At this stage, a more expensive alignment procedure is applied, but only to a small number of candidate regions. This brings the result closer to a true local alignment while still avoiding the cost of full dynamic programming across the entire search space.


Each resulting alignment is assigned a score based on:

  • substitution matrices (e.g. amino acid similarity),
  • gap penalties,
  • alignment length.

The database sequences are then ranked according to these scores. However, as we will see in the next section, raw scores alone are not sufficient to assess biological relevance.


The efficiency of BLAST arises from several key design choices:

  • Early filtering through word matching eliminates most of the search space
  • Selective extension ensures that computation is focused on promising regions
  • Incremental refinement avoids expensive alignment unless necessary

In contrast to dynamic programming, which evaluates all possible alignments, BLAST evaluates only a carefully chosen subset.

The trade-off can be stated directly:

Similarity search reduces the search space to gain speed, at the cost of some sensitivity.


BLAST can be understood as an algorithm that searches for evidence of similarity before investing in full alignment.

  • Word matches provide initial evidence.
  • Extension tests whether this evidence can be strengthened.
  • Scoring and statistics evaluate whether the evidence is meaningful.

This layered approach reflects a general principle in computational biology:

Strong biological signals can often be detected through weak but consistent local patterns.


Despite its success, BLAST has inherent limitations:

  • Heuristic nature Some true alignments may be missed if no suitable seed is found.

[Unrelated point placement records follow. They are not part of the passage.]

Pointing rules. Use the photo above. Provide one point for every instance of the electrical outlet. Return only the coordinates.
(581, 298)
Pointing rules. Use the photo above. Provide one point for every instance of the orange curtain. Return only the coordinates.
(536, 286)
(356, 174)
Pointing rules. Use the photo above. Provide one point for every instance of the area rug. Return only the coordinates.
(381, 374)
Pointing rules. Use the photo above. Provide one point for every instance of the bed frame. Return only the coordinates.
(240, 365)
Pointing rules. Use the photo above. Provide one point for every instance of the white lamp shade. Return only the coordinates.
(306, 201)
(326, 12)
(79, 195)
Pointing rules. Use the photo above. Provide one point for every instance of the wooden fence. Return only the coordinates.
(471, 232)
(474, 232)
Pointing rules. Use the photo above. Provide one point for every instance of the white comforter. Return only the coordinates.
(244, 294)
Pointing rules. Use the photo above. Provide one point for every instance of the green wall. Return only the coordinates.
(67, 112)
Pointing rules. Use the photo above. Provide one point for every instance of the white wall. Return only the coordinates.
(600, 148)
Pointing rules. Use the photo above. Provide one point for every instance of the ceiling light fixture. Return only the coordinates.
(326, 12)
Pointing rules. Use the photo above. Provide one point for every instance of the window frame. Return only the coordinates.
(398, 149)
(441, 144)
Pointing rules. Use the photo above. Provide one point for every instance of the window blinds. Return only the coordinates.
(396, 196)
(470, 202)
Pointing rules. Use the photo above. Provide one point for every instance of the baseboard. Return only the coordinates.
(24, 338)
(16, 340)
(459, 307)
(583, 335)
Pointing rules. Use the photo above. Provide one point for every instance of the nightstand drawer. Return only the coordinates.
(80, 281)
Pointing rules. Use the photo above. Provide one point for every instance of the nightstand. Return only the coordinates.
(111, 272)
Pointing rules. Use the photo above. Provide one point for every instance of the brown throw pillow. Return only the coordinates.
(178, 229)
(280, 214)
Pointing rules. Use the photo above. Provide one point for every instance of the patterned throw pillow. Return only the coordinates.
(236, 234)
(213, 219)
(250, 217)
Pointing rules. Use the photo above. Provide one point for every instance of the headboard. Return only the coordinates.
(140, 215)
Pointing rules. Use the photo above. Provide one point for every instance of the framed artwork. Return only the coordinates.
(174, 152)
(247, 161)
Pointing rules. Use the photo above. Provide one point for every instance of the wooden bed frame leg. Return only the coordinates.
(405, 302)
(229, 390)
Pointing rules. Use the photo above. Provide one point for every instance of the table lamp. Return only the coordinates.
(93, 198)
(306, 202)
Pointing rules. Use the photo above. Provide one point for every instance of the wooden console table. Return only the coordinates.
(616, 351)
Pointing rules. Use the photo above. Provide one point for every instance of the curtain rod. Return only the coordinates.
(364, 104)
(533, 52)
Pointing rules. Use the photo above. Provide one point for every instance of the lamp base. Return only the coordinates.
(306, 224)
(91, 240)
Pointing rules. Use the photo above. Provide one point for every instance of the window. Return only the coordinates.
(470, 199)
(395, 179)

  • Parameter dependence Results depend on choices such as word size and threshold TT.

  • Sensitivity to sequence composition Low-complexity regions can produce misleading matches.

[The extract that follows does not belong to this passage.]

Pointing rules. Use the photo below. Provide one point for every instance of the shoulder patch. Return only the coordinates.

These limitations highlight that BLAST is not a perfect substitute for exact alignment, but rather a practical compromise.


BLAST operationalizes the seed-and-extend paradigm in a concrete and efficient algorithm:

  • it identifies short similar words,
  • uses them as seeds,
  • extends them into high-scoring segments,
  • and ranks the results based on alignment scores.

Its success lies in its ability to drastically reduce the search space while retaining sensitivity to biologically meaningful similarity.


  1. What is the purpose of generating neighborhoods of words in BLAST?

  2. Why does BLAST perform ungapped extension before gapped refinement?

  3. How do high-scoring segment pairs (HSPs) relate to local alignment?

  4. Why is early filtering essential for BLAST’s efficiency?

  5. What types of alignments might BLAST fail to detect?